There are, of course, many other issues at stake in the referendum – the supply of labour, regulatory uncertainty, trade with Scotland, and London’s future as a financial centre outside of Europe to name but a few. In my view, however, all of the uncertainty boils down to just two big questions:
- What will happen to the costs of doing business?
The ‘Remain’ camp has made much of the many trade agreements that would need to be renegotiated once Britain left the EU. The most important of these is the European Single Market itself, but the UK would also find itself out of soon-to-be-concluded deals with the USA, Japan and Canada. In the short term, it is virtually inevitable that UK goods for export to Europe will find themselves subject to import tariffs, as could components from overseas that are built into British-made goods.
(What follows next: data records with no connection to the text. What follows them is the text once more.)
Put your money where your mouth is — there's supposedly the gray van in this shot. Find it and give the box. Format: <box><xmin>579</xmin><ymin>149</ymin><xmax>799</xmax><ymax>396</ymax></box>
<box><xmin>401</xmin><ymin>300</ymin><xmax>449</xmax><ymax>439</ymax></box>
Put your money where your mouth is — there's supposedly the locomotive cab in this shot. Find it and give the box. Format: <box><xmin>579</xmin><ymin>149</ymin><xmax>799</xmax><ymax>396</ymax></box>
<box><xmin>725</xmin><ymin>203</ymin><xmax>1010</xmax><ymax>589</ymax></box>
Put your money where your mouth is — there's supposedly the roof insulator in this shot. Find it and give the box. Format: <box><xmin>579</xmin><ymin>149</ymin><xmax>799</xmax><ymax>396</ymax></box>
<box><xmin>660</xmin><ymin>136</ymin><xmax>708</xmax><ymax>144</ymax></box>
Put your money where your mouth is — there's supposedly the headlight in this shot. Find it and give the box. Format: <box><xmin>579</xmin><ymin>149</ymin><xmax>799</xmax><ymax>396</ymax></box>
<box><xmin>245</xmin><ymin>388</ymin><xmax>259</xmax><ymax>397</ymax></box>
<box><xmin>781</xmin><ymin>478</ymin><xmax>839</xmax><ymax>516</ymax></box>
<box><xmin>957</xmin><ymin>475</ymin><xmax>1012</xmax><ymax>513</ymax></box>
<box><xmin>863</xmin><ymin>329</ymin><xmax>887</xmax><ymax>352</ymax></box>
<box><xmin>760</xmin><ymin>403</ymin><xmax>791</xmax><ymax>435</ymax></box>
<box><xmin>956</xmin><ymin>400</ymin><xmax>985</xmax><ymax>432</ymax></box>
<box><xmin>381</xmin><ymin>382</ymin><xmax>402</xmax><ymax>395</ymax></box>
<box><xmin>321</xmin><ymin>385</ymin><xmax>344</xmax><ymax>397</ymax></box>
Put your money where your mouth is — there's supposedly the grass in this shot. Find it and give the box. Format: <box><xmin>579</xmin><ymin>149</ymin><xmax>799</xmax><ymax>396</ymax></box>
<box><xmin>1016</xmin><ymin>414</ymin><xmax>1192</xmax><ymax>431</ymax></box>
Brexit could also require Britain to renegotiate airport-access rights with each country individually – pushing up the cost of air travel (and air freight) in the process.
The likelihood is that in the short term, UK firms will find themselves facing higher costs, forcing them to choose between increasing their prices and jeopardising their international competitiveness, or accepting lower margins.
- Will I need to radically reorganise my sales force?
Uncertainty over the dynamics of international trade may require organisations to rethink how they structure and incentivise their sales forces. Where the EU is likely to have been the default export market for many firms, Brexit (and the subsequent renegotiation of trade deals) may encourage firms to look further afield. Could this see UK exporters placing a greater emphasis on regions like Africa, the Middle East, or South America? Those that reach these conclusions fastest will have a natural edge in those markets – not to mention the pick of the best sales and management talent.
Where outcomes and their impacts are as nebulous and interconnected as they are in the Europe referendum, businesses are going to need to be equally sophisticated in their planning. Isolated spreadsheets here and there are unlikely to tell the whole story; companies must try and model all of the variables, from marketing to supply chain, HR and finances, in one place. Get it right, and however events unfold on 23rd June, executives can rest assured their businesses will thrive. The best antidote for uncertainty is a plan.